Tacrolimus, a calcineurin inhibitor used for immunosuppression in organ transplant recipients, is metabolized via the cytochrome P-450 3A4 (CYP3A4) enzyme system with resultant increased risk for drug-drug interactions. Nirmatrelvir/ritonavir, a potent CYP3A4 inhibitor, can precipitate severe tacrolimus toxicity. We present a unique case where phenytoin, a known CYP3A4 inducer, was used in a novel way to reverse acute severe tacrolimus toxicity in a renal transplant patient.

Case Description

A 75-year-old male with deceased donor kidney transplant, was admitted to the medical intensive care unit for altered mental status, hyponatremia, hyperglycemia, acidosis and acute kidney injury (AKI). He presented with a supratherapeutic tacrolimus level >90 ng/mL, attributed to a drug-drug interaction following a course of nirmatrelvir/ritonavir for a COVID-19 infection. Despite stopping tacrolimus and nirmatrelvir/ritonavir and supportive care, his tacrolimus level remained undetectably high, causing a prolonged ICU course and a need for an alternate treatment approach. After initiation of phenytoin 200mg every 12 hours for 2 days, his tacrolimus levels decreased 40-60% with reversal of his encephalopathy and recovery of renal function.

Discussion

Ritonavir, a component of nirmatrelvir/ritonavir, strongly inhibits CYP3A4, causing reduced metabolism and accumulation of tacrolimus. Elevated tacrolimus levels can cause neurotoxicity, nephrotoxicity, and diabetic ketoacidosis, all of which occurred in our patient and resolved after a novel 2-day, low-dose phenytoin regimen. Phenytoin accelerates tacrolimus metabolism and case reports have reported efficacy in resolving symptomatic toxicity, but no standardized therapeutic protocol exists and evidence regarding effective dosing strategies are lacking.
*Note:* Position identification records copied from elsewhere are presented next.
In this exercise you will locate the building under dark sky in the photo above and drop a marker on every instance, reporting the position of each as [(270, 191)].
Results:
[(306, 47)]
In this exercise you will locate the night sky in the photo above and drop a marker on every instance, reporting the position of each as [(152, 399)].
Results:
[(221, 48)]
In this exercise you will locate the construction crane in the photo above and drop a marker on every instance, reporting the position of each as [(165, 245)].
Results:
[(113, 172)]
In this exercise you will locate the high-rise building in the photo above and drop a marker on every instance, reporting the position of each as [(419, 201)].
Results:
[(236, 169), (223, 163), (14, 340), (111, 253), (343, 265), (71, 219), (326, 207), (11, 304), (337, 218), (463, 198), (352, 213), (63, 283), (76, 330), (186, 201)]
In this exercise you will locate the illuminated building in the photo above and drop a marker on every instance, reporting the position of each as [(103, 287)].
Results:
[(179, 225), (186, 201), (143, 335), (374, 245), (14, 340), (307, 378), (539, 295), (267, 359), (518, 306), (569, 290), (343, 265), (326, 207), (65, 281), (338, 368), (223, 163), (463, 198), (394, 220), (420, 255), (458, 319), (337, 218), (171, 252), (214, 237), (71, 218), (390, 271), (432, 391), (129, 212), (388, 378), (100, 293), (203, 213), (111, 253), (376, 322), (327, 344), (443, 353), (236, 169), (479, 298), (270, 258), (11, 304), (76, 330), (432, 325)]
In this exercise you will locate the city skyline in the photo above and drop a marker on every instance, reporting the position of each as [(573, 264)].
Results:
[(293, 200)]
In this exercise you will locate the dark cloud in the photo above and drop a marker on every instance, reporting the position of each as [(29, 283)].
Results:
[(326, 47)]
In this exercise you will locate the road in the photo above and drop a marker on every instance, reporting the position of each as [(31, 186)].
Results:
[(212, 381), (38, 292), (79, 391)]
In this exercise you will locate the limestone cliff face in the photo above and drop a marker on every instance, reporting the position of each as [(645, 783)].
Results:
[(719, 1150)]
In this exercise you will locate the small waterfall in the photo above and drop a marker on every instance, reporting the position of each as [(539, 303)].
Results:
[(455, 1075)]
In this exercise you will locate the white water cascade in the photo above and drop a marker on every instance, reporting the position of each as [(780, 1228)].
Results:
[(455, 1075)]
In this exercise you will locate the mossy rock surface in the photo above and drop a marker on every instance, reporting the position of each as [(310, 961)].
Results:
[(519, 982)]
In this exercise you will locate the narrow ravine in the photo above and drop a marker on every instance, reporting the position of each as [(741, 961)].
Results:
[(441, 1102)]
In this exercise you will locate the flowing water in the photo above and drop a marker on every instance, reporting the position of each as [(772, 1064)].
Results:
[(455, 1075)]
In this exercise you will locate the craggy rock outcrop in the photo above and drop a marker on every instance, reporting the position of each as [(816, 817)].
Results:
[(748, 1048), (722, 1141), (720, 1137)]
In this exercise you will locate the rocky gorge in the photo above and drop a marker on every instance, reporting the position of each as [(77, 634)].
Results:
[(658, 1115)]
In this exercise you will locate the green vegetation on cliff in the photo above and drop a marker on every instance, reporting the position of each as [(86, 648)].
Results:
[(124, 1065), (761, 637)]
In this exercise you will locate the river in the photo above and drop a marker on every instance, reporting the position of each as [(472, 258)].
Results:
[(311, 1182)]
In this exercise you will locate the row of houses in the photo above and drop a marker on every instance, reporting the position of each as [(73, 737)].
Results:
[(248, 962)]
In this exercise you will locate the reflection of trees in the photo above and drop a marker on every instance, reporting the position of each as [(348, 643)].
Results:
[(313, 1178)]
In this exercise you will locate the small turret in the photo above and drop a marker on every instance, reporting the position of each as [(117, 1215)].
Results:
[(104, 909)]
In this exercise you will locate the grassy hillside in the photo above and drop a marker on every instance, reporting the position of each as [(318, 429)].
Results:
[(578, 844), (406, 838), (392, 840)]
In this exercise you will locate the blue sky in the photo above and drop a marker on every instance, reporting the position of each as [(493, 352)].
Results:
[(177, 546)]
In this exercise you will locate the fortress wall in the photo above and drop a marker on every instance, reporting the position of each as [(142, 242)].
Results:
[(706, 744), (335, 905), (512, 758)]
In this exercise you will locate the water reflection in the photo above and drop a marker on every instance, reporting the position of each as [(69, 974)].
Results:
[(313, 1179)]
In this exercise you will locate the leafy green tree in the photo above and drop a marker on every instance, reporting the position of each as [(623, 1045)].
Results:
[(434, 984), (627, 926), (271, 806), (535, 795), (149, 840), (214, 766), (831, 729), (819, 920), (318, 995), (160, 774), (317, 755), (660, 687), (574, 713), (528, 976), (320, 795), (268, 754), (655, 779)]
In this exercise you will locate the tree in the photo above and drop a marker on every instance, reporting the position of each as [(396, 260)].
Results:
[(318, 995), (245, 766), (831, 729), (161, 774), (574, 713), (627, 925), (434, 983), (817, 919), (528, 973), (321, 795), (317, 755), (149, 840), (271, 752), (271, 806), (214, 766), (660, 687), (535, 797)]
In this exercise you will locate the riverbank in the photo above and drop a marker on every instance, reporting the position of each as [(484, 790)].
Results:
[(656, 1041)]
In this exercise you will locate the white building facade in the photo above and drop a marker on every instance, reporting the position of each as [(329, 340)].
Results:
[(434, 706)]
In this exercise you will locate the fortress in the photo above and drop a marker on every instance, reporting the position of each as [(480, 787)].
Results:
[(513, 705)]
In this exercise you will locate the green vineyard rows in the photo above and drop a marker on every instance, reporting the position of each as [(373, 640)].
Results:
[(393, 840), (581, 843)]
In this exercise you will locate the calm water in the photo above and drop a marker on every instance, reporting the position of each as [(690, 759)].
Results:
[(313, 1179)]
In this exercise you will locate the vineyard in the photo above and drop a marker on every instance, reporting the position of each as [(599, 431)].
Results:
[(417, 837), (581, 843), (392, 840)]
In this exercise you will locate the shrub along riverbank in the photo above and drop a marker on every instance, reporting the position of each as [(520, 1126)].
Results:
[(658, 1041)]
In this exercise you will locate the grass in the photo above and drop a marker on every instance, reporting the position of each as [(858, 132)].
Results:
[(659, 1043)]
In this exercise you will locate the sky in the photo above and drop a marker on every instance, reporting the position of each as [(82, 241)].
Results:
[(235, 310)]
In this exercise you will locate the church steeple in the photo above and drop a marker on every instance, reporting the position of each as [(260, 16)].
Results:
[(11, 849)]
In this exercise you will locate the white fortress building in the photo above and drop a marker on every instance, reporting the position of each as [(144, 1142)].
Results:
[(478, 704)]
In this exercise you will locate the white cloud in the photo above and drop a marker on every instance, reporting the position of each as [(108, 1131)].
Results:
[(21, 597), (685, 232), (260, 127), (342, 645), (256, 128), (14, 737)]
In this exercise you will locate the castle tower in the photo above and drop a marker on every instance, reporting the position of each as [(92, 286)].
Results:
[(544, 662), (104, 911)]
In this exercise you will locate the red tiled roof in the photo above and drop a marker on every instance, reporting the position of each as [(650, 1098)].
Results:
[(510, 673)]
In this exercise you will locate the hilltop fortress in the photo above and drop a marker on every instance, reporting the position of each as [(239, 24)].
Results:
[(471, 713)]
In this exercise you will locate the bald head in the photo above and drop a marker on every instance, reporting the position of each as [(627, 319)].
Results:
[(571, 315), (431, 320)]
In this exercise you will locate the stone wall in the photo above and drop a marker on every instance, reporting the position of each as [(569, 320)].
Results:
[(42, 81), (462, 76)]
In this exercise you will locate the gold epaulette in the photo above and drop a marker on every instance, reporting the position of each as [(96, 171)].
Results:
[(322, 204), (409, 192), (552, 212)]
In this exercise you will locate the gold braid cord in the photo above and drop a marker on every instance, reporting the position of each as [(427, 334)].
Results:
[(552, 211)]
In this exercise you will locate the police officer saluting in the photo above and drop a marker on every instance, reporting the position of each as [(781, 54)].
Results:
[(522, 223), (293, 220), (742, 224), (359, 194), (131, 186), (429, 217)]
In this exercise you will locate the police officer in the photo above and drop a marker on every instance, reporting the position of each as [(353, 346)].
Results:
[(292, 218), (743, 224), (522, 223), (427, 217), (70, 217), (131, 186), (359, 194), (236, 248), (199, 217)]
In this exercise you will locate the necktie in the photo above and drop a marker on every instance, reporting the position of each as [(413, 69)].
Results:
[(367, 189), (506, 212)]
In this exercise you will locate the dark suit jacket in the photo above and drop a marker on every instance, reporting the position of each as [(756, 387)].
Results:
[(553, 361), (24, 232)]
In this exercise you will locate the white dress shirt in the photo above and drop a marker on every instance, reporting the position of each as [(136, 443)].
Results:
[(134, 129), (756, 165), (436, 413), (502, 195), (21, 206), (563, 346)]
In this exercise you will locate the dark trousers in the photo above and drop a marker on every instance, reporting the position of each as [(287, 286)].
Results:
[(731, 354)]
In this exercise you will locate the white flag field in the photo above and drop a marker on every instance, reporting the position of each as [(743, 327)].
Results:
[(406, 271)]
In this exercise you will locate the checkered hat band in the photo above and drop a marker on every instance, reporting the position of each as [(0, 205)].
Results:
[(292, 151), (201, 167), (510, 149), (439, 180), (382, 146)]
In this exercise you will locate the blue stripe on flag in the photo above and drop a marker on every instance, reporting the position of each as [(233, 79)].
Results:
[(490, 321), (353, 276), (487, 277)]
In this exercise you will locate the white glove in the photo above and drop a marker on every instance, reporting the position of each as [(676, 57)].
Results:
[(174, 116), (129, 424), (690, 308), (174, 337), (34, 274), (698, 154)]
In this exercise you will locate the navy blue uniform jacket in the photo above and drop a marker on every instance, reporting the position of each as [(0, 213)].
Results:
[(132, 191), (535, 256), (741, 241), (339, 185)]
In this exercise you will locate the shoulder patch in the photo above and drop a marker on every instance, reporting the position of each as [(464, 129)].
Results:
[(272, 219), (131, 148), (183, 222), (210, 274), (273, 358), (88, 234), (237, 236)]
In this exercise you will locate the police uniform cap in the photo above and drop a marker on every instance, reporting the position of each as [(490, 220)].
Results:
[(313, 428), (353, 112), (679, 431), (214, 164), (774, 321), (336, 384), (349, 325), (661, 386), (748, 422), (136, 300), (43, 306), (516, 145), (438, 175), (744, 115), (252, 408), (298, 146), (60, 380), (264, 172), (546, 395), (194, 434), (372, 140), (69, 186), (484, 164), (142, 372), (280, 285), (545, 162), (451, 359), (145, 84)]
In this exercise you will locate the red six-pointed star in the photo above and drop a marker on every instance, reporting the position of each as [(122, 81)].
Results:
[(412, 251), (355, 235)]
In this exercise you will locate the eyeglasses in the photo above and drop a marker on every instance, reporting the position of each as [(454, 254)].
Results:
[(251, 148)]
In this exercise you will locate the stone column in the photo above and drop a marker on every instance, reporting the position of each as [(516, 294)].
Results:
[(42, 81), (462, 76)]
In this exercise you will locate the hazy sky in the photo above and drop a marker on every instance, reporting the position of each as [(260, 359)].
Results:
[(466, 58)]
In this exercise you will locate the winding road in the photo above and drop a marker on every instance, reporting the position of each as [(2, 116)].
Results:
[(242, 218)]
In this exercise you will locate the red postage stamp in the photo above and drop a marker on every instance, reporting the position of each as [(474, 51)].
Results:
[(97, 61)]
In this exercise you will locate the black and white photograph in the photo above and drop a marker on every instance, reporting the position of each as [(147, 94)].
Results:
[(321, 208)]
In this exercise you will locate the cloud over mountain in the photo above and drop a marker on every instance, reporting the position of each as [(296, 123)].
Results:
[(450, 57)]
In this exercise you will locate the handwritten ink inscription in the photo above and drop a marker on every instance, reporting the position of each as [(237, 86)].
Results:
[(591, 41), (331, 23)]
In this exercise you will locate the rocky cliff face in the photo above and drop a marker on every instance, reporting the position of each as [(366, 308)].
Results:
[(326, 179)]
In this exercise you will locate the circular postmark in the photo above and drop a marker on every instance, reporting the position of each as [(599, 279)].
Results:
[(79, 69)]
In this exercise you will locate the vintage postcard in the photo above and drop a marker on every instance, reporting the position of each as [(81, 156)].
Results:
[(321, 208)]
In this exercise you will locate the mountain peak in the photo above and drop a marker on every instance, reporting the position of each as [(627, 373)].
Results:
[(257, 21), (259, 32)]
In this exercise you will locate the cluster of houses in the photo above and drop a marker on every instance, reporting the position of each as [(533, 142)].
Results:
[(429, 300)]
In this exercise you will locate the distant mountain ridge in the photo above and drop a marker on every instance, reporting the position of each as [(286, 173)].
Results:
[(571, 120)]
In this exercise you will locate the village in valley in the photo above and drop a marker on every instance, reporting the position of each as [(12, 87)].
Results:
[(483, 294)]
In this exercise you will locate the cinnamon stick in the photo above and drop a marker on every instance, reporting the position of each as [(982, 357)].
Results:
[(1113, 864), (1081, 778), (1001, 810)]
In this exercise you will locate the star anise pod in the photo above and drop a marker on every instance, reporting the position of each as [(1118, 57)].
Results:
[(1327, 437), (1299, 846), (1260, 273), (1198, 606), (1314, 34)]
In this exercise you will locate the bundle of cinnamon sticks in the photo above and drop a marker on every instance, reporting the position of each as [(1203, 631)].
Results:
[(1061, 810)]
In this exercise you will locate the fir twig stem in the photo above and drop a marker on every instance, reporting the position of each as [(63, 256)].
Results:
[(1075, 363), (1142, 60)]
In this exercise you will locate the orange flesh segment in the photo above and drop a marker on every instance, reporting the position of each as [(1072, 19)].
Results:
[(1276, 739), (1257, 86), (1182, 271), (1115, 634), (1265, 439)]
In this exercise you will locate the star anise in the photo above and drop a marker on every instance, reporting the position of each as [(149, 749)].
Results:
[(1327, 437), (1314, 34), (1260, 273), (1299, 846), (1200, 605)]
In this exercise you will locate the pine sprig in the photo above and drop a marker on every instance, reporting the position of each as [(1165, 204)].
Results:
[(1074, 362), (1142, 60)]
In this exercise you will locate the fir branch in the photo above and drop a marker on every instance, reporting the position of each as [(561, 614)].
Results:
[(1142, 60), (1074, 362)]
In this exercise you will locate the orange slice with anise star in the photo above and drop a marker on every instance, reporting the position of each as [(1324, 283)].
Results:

Our patient responded well to the shortest course and lowest dose phenytoin regimen thus far reported. This case adds needed evidence regarding best use practices for phenytoin in the treatment of tacrolimus toxicity.

The views expressed in this abstract are those of the author(s) and do not necessarily reflect the official policy of the Department of Defense or the United States Government.